Practitioners also believe this isn’t a fad for folk with a patch of overgrown land. Rickard explains that some councils have started shifting towards more traditional methods.

“With a council-maintained area, they come in with strimmers four times a year and leave a mulch of matted grass on top of everything,” she says. “The only thing that can grow through that are the dominant grasses and the big weeds like docks, nettles, hogweed, thistles.
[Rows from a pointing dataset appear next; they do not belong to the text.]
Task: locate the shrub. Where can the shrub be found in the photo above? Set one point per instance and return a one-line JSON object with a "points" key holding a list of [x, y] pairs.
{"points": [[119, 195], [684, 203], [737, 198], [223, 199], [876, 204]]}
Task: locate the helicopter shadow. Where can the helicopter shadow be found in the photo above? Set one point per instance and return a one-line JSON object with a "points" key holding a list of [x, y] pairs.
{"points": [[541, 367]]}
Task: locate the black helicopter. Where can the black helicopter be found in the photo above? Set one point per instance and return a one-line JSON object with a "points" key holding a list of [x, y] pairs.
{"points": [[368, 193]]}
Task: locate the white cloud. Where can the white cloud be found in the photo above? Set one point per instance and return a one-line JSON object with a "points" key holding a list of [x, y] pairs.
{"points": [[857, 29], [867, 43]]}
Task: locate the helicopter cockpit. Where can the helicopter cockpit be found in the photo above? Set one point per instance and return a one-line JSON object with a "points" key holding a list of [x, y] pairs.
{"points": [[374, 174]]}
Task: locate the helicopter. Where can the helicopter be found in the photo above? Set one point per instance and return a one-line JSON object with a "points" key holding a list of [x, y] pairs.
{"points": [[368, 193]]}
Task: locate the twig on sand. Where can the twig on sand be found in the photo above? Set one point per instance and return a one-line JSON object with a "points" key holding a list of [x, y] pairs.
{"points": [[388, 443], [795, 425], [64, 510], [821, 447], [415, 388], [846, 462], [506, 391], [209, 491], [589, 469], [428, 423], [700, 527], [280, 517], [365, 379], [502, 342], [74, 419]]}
“There’s huge interest at the moment in increasing sites for pollinators – wildflower meadows, verges, that sort of thing – and the scythe is perfect for that. Allow light in and there will usually be a residual seedbank in the ground and the wildflowers will come.

“Once you’ve got an area established you can reduce maintenance. I think there’s five councils nationally now who have reduced their mowing regime to once a year. They’re saving a huge amount of money and diversity is increasing.”

Scything is also a benefit for wildlife, Rickard explains.

“Firstly, you’re not working at a frantic pace. If you see something in the grass ahead of you, you can stop, see what it is and go around it. I mow in areas where there are ground-nesting birds. They usually give you some indication you’re getting close to the nest and you just leave that bit.

“If you do hit something – unfortunately I do from time to time hit frogs or toads – it’s usually a clean dispatch for them rather than being shredded. But the thing is you can generally see things and avoid them.”

Poldark would be proud.

“The Poldark effect has mostly been in the media,” Rickard reminds us. “But having said that, I have had a few women who have contacted me asking can they buy their husband a scythe as a present in the hope, perhaps, that it’ll give him Poldark’s physique.”